Makes one wonder, as well, if they can get it done in a cell phone that costs $600, why not in a DSLR that costs 3-20 times as much.
Indeed an intriguing contrast.
Some pessimistic options:
(a) The far smaller sensors of phone-camera modules make it easier to move the photosite signals at the high rates needed, due to shorter signal paths.
b) Designs that support higher read-rates compromise on still image quality (e.g. dynamic range), a trade-off that is more acceptable in phones than in SLRs ... at least amongst customers who think that the most important review of a new SLR is the one from DXO!
Some more hopeful thoughts:
(c) SlR sensors and processing chips have been designed by and /or for companies with a heavy still-photography priority, who have simply not put as much effort into video support ... yet.

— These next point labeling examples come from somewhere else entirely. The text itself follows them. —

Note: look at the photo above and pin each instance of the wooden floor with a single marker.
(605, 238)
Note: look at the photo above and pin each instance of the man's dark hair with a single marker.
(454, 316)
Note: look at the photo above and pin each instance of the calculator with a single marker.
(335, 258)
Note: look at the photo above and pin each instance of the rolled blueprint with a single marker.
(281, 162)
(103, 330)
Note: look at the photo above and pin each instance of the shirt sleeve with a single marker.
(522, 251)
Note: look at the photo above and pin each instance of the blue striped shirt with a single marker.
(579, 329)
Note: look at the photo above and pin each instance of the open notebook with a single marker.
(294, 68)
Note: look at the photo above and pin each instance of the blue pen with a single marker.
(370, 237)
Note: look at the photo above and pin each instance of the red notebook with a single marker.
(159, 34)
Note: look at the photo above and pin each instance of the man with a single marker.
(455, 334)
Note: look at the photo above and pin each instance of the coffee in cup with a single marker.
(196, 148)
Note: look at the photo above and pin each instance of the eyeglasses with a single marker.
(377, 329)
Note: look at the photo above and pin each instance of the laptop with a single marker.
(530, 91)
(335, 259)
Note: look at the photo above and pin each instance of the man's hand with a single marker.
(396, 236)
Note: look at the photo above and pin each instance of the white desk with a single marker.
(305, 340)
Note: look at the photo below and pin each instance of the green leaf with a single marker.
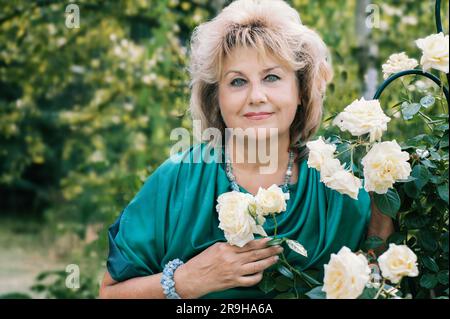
(443, 277)
(411, 190)
(388, 203)
(415, 221)
(285, 271)
(316, 293)
(397, 238)
(429, 263)
(267, 284)
(428, 163)
(427, 241)
(428, 281)
(443, 192)
(368, 293)
(444, 141)
(444, 242)
(373, 242)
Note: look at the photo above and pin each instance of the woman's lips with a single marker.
(258, 115)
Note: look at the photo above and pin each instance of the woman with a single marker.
(254, 67)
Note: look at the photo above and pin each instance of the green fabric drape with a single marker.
(174, 216)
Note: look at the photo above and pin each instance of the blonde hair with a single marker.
(271, 27)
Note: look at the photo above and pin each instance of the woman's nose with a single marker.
(257, 95)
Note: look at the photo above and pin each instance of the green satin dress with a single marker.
(174, 216)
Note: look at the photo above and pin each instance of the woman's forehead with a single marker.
(241, 59)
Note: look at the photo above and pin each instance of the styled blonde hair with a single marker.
(271, 27)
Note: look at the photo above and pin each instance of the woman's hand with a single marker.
(223, 266)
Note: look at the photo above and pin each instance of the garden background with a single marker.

(d) Companies like Canon and Nikon are tied to their separate, proprietary, in-house processing chip designs, that cannot keep up with the technological progress in the far larger and far more vigorously competitive world of ARM processors and UNIX-based operating systems. The OS options include not only Android (which ironically, was originally developed with cameras in mind, before Google bought it) but other Linux-based options, and derivatives of Free BSD, like Darwin, the open source guts of iOS. This too could change: Samsung and Nikon have tested the Android waters in some compacts.
P. S. in case I worried anyone, I certainly do not mean that SLRs should adopt a phone's style of user interface or apps; just using those core technologies as a platform, "under the hood".